The standard material processor uses the ModelTextureProcessor (Texture (Model, DXT, mipmapped) - XNA Framework) to process all textures found on the Textures property of the MaterialContent object that was passed in as input to the processor. The model texture processor applies DXT1 compression to all textures. Therefore, it might be better to not use this processor for game assets with compressed textures. Instead, the standard texture processor, which does no compression, could be used. To implement this, you would need to develop two custom processors. The first, called NoCompressionMaterialProcessor, extends the standard material processor and modifies the BuildTexture function to use TextureProcessor instead of the model texture processor. The following code demonstrates this approach.
[ContentProcessor]
class NoCompressionMaterialProcessor : MaterialProcessor
{
protected override ExternalReference<TextureContent> BuildTexture( string textureName,
ExternalReference<TextureContent> texture, ContentProcessorContext context )
{
return context.BuildAsset<TextureContent, TextureContent>( texture, "TextureProcessor" );
}
}
In this code, ExternalReference objects signify assets that are shared between multiple classes. For example, multiple materials can all use the same diffuse texture. If an external reference is used, the content manager loads only one copy of the texture at run time. Therefore, the texture is built only once, no matter how many references are made to it.

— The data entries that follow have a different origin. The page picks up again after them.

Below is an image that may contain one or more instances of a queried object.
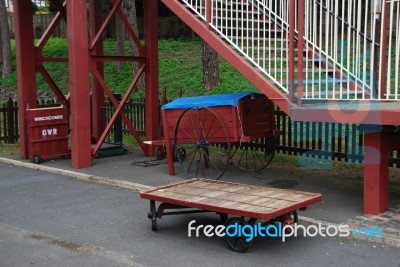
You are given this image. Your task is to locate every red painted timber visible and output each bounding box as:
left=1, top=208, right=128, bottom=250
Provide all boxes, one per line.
left=67, top=0, right=92, bottom=168
left=291, top=103, right=400, bottom=125
left=90, top=0, right=105, bottom=142
left=14, top=0, right=37, bottom=159
left=144, top=0, right=160, bottom=156
left=363, top=132, right=389, bottom=215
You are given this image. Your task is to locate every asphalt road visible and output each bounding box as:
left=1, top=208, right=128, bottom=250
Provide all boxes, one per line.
left=0, top=162, right=399, bottom=267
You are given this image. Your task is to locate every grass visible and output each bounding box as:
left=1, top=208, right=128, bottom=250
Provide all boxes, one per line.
left=1, top=38, right=400, bottom=181
left=0, top=143, right=19, bottom=155
left=0, top=38, right=257, bottom=102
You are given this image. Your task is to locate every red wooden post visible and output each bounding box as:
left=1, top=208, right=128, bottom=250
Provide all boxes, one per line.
left=378, top=0, right=389, bottom=99
left=90, top=0, right=105, bottom=142
left=206, top=0, right=211, bottom=29
left=13, top=0, right=37, bottom=158
left=297, top=0, right=305, bottom=106
left=288, top=0, right=296, bottom=103
left=363, top=131, right=389, bottom=214
left=144, top=0, right=160, bottom=156
left=162, top=109, right=175, bottom=176
left=67, top=0, right=92, bottom=168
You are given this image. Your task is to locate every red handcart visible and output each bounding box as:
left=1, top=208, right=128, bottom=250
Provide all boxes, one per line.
left=152, top=92, right=279, bottom=179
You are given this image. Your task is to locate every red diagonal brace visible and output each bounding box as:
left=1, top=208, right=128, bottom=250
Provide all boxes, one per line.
left=90, top=0, right=122, bottom=50
left=37, top=64, right=69, bottom=108
left=37, top=1, right=66, bottom=50
left=115, top=8, right=142, bottom=49
left=92, top=68, right=146, bottom=156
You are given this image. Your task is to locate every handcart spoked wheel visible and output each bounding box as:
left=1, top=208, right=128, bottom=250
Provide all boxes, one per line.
left=174, top=107, right=231, bottom=180
left=160, top=92, right=278, bottom=180
left=230, top=135, right=277, bottom=172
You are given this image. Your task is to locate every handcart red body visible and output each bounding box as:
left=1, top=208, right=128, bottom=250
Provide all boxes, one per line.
left=157, top=92, right=278, bottom=179
left=140, top=178, right=322, bottom=252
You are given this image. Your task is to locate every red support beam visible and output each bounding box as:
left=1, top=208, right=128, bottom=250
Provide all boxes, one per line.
left=36, top=1, right=66, bottom=50
left=379, top=0, right=389, bottom=99
left=67, top=0, right=92, bottom=168
left=144, top=0, right=160, bottom=156
left=37, top=65, right=69, bottom=107
left=297, top=0, right=305, bottom=106
left=363, top=131, right=389, bottom=215
left=13, top=0, right=37, bottom=159
left=89, top=0, right=105, bottom=142
left=288, top=0, right=296, bottom=103
left=115, top=8, right=143, bottom=50
left=89, top=0, right=127, bottom=50
left=91, top=68, right=146, bottom=156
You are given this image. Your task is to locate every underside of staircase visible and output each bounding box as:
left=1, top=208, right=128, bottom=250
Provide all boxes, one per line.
left=162, top=0, right=400, bottom=125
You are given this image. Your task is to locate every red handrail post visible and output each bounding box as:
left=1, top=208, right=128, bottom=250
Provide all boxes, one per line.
left=297, top=0, right=305, bottom=107
left=378, top=0, right=389, bottom=99
left=206, top=0, right=212, bottom=29
left=288, top=0, right=296, bottom=103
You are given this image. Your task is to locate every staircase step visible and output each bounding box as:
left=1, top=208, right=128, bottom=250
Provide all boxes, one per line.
left=215, top=25, right=281, bottom=31
left=227, top=37, right=289, bottom=42
left=253, top=57, right=324, bottom=63
left=267, top=68, right=336, bottom=73
left=301, top=90, right=370, bottom=100
left=243, top=47, right=306, bottom=52
left=270, top=79, right=350, bottom=89
left=293, top=79, right=350, bottom=85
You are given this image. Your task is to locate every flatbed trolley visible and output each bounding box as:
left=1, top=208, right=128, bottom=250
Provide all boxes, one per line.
left=140, top=178, right=322, bottom=252
left=152, top=92, right=279, bottom=180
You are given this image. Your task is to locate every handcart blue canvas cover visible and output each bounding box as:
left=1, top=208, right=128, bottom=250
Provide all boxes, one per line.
left=162, top=92, right=264, bottom=109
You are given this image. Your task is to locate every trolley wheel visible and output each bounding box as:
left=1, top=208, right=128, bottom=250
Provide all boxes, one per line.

Continuing with the discussion of the previous code example, the ContentProcessorContext class is the main path of communication with the content pipeline. Calling BuildAsset causes the content (referred to by the texture parameter) to be built sometime during the build process of the game.
Note
The textureName parameter, passed to the BuildTexture call, is not used in this example, but could be if the user wanted to process each texture differently depending on its usage (normal maps, and so on).
The second processor of this example is derived from ModelProcessor and extends the ConvertMaterial method to convert all MaterialContent objects passed as input to the ModelProcessor.Process call. The following code demonstrates this approach.
[ContentProcessor]
class NoCompressionModelProcessor : ModelProcessor
{
protected override MaterialContent ConvertMaterial(
MaterialContent material, ContentProcessorContext context )
{
return context.Convert<MaterialContent, MaterialContent>(
material, "NoCompressionMaterialProcessor" );
}
}
This processor differs from the previous processor NoCompressionMaterialProcessor, because it does not use ExternalReference classes. The MaterialContent objects used in this processor are not external references. They are actual objects of type MaterialContent, loaded into memory. Therefore, the Convert function is used instead of BuildAsset. In addition, because they are not external references they are not shared between multiple models, as a texture might be.